August 15, 2003
By T. Mills Fleming, as published in the August 2003 issue of The Practical Lawyer.
The U.S. Department of Health and Human Services recently finalized rules regarding the privacy of personal health information. 67 Fed. Reg. 53182 et seq. (Aug. 14, 2002). These rules implement portions of the Health Insurance Portability Affordability and Accountability Act of 1996 (“HIPAA”), and follow almost six years after its enactment.
HIPAA requires health plans, healthcare clearinghouses, and certain health care providers to guard against misuse of an individual’s identifiable health information. They also must limit the sharing of health information. HIPAA also provides consumers significant new rights, enabling them to understand and control how their health information is used and disclosed.
Individuals and health care industry professionals are still reviewing HIPAA’s regulations to determine how to comply with its broad provisions. While nearly everyone acknowledges the confidentiality of the physician-patient relationship, HIPAA reaches far beyond the scope of not disclosing a person’s medical information to third parties. For example, the new law regulates the information contained in a health care provider’s marketing materials. 67 Fed. Reg. at 53183-90. In addition, the rules may require authorization from each individual patient whose medical diagnosis or condition is used in a published statistical report, even if the patient’s name is not used. Id.
As with most federal laws involving healthcare, HIPAAis a complicated regulation and encompasses a broad range of health-related areas. To better understand the scope of HIPAA and the new rules, it is helpful to understand the law’s history.
After President Clinton’s initial health care reforms failed in 1994, Congress recognized the importance of protecting the privacy of health information given the rapid evolution of health technology and information systems. For example, technology exists, and may soon be available, to allow a person’s entire medical history to be stored on a card (like a credit card). Use of this technology would make personal medical information easily transportable and create a real convenience for patients and medical providers. However, it also could create more opportunities for misuse of private health information.
Additionally, Congress sought to maintain strong protections for the privacy of individually identifiable health information (such as a person’s medical condition or treatment plan). The concern is that information about a person’s health could be misused for purposes like employment decisions or health insurance coverage.
In passing HIPAA, Congress also wanted to create efficient and effective procedures to allow sharing protected information for appropriate purposes. In addition, HIPAA’s most significant provision is the creation of a minimum level of protection for the privacy of what many individuals consider their most sensitive personal information—health information. These rules are intended to provide patients with assurances that their health information, including genetic information, will be properly protected. For example, the rules for protecting the information should not result in a delay in diagnosis or treatment of a patient. 67 Fed. Reg. at 53183. In addition, Congress wanted to adopt a uniform national standard for transactions involving personal health information, and, for the first time, create a floor of national protections for safeguarding confidential medical information. 67 Fed. Reg. at 53182.
Striking a Balance
HIPAA attempts to balance all of these concerns. While the success of the new law and the regulations remain to be measured, the process for developing the rules included in-depth feedback from a diverse group of health providers, insurance companies, and individuals. Additionally, the complete impact of HIPAA on the health care community and employers who offer health insurance may not be fully understood for some time. However, anyone who handles personal medical information should become familiar with the regulations and determine whether changes in their policies or procedures comply.
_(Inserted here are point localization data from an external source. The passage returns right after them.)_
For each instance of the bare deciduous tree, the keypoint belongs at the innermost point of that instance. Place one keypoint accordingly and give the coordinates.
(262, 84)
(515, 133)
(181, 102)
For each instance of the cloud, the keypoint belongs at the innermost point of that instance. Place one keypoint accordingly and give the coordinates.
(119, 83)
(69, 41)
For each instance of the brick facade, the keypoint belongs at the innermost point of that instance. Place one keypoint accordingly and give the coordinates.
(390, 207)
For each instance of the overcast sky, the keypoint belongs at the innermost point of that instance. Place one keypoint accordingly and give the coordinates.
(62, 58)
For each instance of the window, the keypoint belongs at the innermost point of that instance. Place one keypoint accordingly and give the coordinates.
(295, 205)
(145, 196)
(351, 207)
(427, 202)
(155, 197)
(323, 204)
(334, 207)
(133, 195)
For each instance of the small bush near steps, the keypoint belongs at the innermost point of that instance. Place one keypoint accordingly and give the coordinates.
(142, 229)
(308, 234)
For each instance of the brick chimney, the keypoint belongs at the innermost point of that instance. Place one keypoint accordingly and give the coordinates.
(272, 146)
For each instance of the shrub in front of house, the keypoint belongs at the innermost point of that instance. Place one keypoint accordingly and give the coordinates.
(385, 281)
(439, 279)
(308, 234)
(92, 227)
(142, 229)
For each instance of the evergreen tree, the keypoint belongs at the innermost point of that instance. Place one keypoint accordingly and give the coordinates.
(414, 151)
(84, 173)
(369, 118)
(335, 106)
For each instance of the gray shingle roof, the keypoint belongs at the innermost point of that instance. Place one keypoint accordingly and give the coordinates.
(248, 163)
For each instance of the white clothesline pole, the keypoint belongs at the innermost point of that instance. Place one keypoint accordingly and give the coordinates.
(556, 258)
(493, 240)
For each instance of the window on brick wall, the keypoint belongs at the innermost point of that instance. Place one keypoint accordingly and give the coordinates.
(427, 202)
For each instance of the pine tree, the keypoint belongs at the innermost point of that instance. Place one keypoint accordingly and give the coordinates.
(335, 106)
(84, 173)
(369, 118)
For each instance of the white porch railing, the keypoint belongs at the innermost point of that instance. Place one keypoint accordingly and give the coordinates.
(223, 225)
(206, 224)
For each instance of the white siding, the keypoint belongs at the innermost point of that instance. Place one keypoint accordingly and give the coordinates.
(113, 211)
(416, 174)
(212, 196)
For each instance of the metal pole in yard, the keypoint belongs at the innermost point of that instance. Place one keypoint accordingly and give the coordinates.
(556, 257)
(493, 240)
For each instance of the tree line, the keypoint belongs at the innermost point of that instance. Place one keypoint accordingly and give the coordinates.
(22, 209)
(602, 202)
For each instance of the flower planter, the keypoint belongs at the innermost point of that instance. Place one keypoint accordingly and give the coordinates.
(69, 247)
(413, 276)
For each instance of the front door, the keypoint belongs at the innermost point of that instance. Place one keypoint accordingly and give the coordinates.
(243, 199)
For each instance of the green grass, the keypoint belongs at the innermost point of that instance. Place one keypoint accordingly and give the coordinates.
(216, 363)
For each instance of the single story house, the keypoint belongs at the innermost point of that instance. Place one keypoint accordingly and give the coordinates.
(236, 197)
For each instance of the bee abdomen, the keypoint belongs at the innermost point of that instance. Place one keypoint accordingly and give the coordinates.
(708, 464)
From this broad definition, just about every industry will be affected by HIPAA and, therefore, should take note of its broad applicability.
Which Entities Are Covered?
The recently enacted HIPAAregulations protect patients from the disclosure of their personal health information (“PHI”) by health plans, health care providers and health care clearinghouses, otherwise known as “covered entities.” 45 C.F.R. §160.103.
What Constitutes “Health Information”?
Health information is defined to include any information, whether oral or recorded in any form or medium that:
- Is created or received by a health care provider, health plan, public health authority, employer, life insurer, school or university, or health care clearinghouse; and
- Relates to the past, present, or future physical or mental health or condition of the individual, the provision of health care to an individual, or the past, present, or future payment for the provision of health care to the individual. Id.
Are Disclosures Ever Mandatory?
There are two circumstances in which a covered entity must disclose protected health information. The first involves disclosure to the individual, pursuant to a proper request, and the second involves disclosure to the Secretary of Health and Human Services when required to investigate the covered entity’s compliance with HIPAA. 45 C.F.R. §164.502. What Are Permissible Uses of PHI? HIPAApermits covered entities to use or disclose the PHI for treatment, payment, and health care operations and for other specified purposes. Besides treatment, payment, and health care operations, there are other circumstances in which a covered entity may use or disclose protected health information, generally without consent or authorization. These instances cover a variety of purposes, and each of them has its own requirements and limitations.